Closed Bug 1699756 Opened 4 years ago Closed 4 years ago

Sectigo: Reseller ZeroSSL and Private Key Generation

Categories

(CA Program :: CA Certificate Compliance, task)

Product:
CA Program
Component:
CA Certificate Compliance
Type:
task

Tracking

(Not tracked)

Status:
RESOLVED INVALID

People

(Reporter: bwilson, Assigned: bwilson)

Details

(Whiteboard: [ca-compliance])

Attachments

(1 file)

Capture2.PNG
21.96 KB, image/png
Details

This issue is being branched off for further discussion from Bugzilla #1698936.

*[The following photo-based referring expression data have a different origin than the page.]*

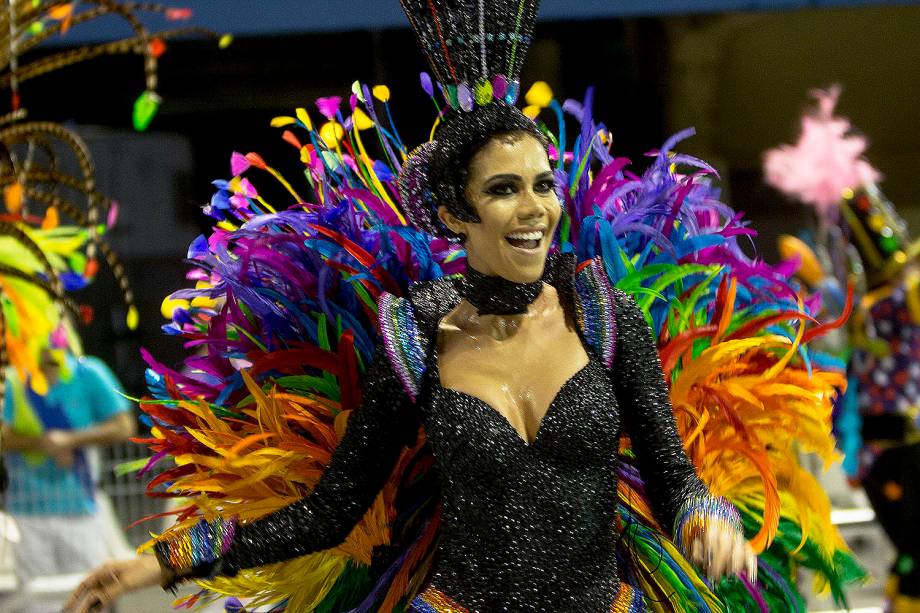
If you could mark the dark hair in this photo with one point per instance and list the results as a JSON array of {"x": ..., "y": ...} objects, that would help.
[{"x": 459, "y": 138}]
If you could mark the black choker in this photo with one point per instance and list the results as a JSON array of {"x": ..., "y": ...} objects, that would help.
[{"x": 498, "y": 296}]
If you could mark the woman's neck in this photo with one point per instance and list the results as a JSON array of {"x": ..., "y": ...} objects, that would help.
[{"x": 496, "y": 295}]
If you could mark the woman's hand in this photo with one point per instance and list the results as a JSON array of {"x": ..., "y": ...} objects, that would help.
[
  {"x": 113, "y": 579},
  {"x": 722, "y": 550}
]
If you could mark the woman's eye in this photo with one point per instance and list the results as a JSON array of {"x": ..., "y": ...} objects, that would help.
[
  {"x": 545, "y": 187},
  {"x": 501, "y": 189}
]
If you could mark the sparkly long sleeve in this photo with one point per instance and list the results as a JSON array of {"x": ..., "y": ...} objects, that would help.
[
  {"x": 360, "y": 465},
  {"x": 648, "y": 418}
]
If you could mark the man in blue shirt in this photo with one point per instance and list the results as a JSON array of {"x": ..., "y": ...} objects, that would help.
[{"x": 51, "y": 487}]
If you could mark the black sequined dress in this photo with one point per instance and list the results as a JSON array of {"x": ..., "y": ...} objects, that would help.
[{"x": 525, "y": 527}]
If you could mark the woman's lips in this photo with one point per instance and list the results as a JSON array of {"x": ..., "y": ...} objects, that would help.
[{"x": 526, "y": 242}]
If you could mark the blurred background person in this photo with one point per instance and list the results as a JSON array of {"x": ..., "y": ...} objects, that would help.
[{"x": 51, "y": 493}]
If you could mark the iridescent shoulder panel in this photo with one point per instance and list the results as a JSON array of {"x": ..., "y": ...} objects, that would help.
[{"x": 595, "y": 310}]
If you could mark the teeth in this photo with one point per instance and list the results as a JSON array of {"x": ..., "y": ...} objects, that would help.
[{"x": 526, "y": 236}]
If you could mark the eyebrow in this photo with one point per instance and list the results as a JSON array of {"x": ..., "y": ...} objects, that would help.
[{"x": 513, "y": 177}]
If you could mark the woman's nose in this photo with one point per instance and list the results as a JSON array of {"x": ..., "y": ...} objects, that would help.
[{"x": 530, "y": 205}]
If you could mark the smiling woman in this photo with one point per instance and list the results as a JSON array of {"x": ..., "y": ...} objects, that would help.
[
  {"x": 512, "y": 191},
  {"x": 485, "y": 465}
]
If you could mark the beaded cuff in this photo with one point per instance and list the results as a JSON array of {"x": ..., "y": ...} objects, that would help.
[
  {"x": 697, "y": 514},
  {"x": 194, "y": 552}
]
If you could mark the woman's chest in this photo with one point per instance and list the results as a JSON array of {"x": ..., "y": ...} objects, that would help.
[
  {"x": 581, "y": 424},
  {"x": 519, "y": 377}
]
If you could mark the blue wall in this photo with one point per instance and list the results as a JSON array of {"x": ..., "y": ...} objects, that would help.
[{"x": 245, "y": 17}]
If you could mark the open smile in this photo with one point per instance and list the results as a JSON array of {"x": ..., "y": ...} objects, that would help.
[{"x": 528, "y": 241}]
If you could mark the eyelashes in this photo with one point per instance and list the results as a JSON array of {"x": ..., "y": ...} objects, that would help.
[{"x": 547, "y": 186}]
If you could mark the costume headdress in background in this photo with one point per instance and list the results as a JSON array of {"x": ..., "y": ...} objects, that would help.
[
  {"x": 476, "y": 50},
  {"x": 54, "y": 217},
  {"x": 826, "y": 169}
]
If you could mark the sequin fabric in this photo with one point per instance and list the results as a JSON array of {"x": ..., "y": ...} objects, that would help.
[
  {"x": 525, "y": 527},
  {"x": 889, "y": 383},
  {"x": 196, "y": 550},
  {"x": 496, "y": 295},
  {"x": 476, "y": 48}
]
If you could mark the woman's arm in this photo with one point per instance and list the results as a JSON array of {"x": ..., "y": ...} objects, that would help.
[
  {"x": 376, "y": 433},
  {"x": 680, "y": 500}
]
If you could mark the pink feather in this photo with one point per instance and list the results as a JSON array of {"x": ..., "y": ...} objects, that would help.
[{"x": 825, "y": 161}]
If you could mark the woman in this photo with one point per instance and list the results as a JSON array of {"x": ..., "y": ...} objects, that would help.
[
  {"x": 522, "y": 413},
  {"x": 494, "y": 401}
]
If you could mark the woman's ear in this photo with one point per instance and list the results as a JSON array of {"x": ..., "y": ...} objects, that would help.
[{"x": 453, "y": 224}]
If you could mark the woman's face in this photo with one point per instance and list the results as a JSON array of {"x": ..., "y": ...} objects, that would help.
[{"x": 511, "y": 188}]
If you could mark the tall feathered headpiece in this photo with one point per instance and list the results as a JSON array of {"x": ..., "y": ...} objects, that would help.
[{"x": 476, "y": 48}]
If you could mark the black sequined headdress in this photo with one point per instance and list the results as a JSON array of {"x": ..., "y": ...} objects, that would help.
[{"x": 476, "y": 50}]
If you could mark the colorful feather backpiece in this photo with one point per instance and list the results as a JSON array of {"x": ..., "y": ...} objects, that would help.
[{"x": 282, "y": 322}]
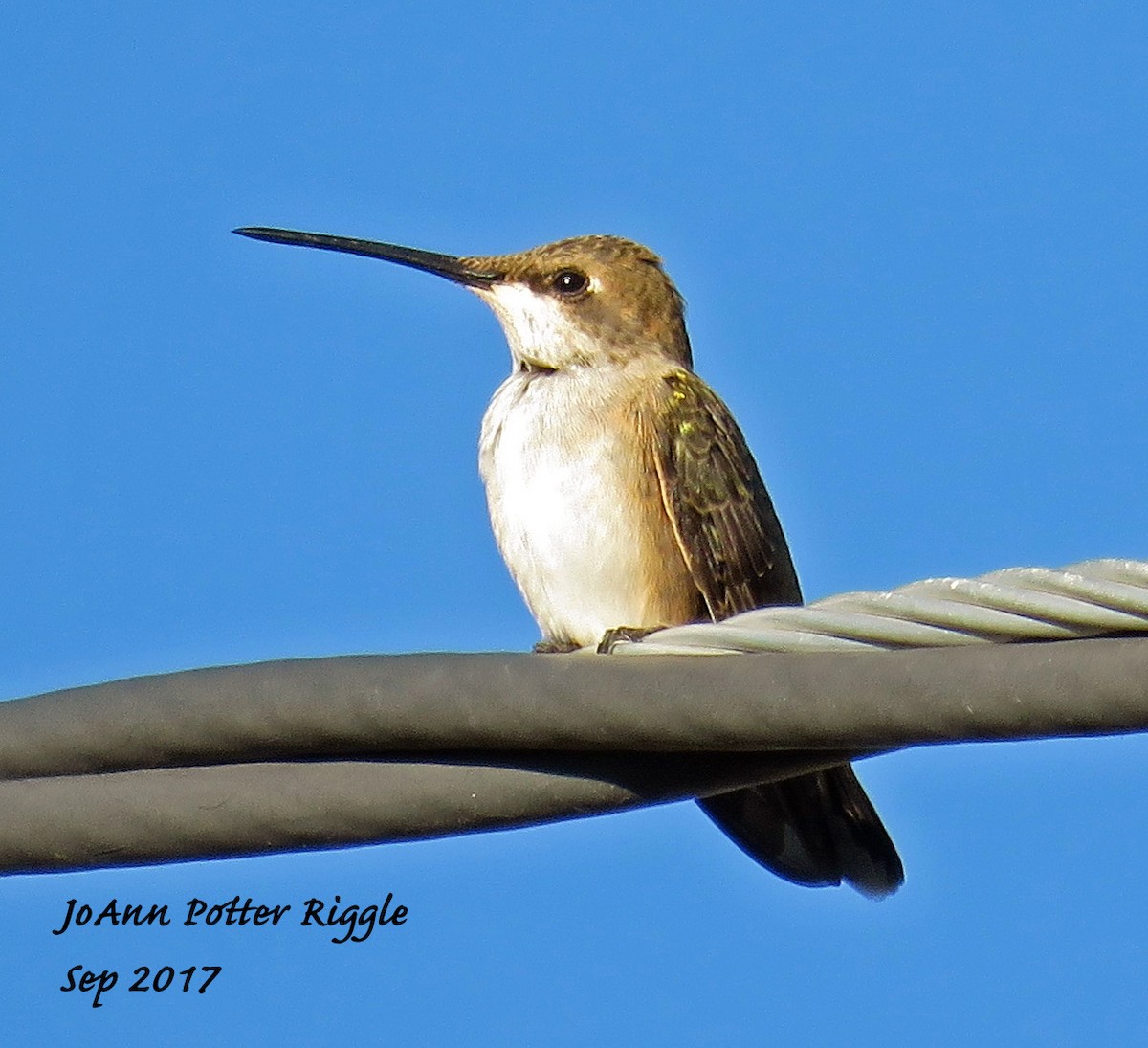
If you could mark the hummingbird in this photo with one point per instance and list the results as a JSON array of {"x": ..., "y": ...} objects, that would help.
[{"x": 624, "y": 499}]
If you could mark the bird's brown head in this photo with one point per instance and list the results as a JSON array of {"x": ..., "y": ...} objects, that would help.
[{"x": 583, "y": 302}]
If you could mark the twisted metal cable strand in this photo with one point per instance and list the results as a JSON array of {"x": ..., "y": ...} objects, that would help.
[{"x": 1089, "y": 599}]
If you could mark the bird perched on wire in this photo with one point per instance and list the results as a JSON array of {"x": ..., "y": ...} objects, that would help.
[{"x": 624, "y": 499}]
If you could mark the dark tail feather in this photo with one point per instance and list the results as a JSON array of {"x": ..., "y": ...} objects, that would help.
[{"x": 818, "y": 829}]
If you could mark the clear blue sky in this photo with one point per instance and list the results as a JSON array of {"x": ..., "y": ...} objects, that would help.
[{"x": 913, "y": 240}]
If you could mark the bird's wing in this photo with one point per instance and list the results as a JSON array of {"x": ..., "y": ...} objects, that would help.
[{"x": 721, "y": 513}]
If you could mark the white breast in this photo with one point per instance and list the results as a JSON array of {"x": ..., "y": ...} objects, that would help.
[{"x": 577, "y": 514}]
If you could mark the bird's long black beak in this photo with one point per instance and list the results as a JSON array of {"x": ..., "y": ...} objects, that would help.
[{"x": 459, "y": 270}]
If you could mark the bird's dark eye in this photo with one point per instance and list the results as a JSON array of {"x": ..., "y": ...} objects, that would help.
[{"x": 569, "y": 281}]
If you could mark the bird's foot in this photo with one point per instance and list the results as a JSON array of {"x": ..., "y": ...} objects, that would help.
[
  {"x": 555, "y": 647},
  {"x": 612, "y": 637}
]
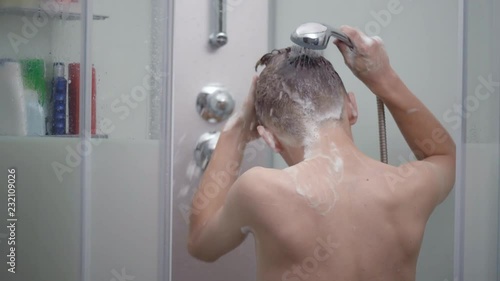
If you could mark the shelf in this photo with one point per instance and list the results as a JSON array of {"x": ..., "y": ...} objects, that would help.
[{"x": 60, "y": 15}]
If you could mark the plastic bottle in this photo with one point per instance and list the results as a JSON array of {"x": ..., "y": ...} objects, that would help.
[{"x": 58, "y": 100}]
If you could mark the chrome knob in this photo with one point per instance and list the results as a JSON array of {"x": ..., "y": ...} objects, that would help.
[
  {"x": 204, "y": 148},
  {"x": 214, "y": 103}
]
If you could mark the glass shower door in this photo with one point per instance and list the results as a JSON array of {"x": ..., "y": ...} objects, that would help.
[
  {"x": 40, "y": 199},
  {"x": 128, "y": 192},
  {"x": 91, "y": 186}
]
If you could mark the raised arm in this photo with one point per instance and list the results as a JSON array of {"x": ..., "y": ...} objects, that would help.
[
  {"x": 425, "y": 135},
  {"x": 217, "y": 213}
]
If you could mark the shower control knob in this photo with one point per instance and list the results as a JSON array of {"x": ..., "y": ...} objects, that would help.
[
  {"x": 204, "y": 149},
  {"x": 214, "y": 103}
]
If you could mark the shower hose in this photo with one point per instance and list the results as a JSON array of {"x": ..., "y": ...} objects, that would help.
[{"x": 382, "y": 131}]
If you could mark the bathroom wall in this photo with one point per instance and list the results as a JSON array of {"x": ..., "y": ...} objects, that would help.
[
  {"x": 421, "y": 38},
  {"x": 195, "y": 66},
  {"x": 482, "y": 113}
]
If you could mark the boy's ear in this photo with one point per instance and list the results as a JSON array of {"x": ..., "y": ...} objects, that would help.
[
  {"x": 352, "y": 108},
  {"x": 270, "y": 139}
]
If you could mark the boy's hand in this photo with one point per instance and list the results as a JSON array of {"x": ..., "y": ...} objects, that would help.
[
  {"x": 368, "y": 59},
  {"x": 245, "y": 119}
]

Sectigo reseller ZeroSSL states that Subscriber private keys are generated and stored as follows: https://help.zerossl.com/hc/en-us/articles/360060119993-Security-Insights

Security Insights

November 30, 2020 09:38

At ZeroSSL, security on our platform and on the web, in general, are two of our top priorities. Our team has worked long and hard in order to come up with an SSL certificate workflow that provides both a high level of security, as well as the highest possible level of usability and convenience for our customers.

CSR and Private Keys

One of the reasons creating, renewing, and managing SSL certificates using ZeroSSL is as easy as skipping through a few buttons is a secure system where the certificate key pair (consisting of CSR/public key and private key) is generated on the client-side rather than on the server-side.

Private keys are confidential and can never be stored on any server other than our customer's server in a decrypted format, which is why our system is making use of a unique encryption method, which ensures that functional private keys can only ever be retrieved by our customers when logged in to their ZeroSSL account.

Here is how our encryption method works:

With each login or registration, a user account is assigned a unique encryption key, which is stored locally in the browser. When creating a certificate using ZeroSSL, a key pair is generated, and this very encryption key is used to uniquely encrypt the key pair's confidential private key.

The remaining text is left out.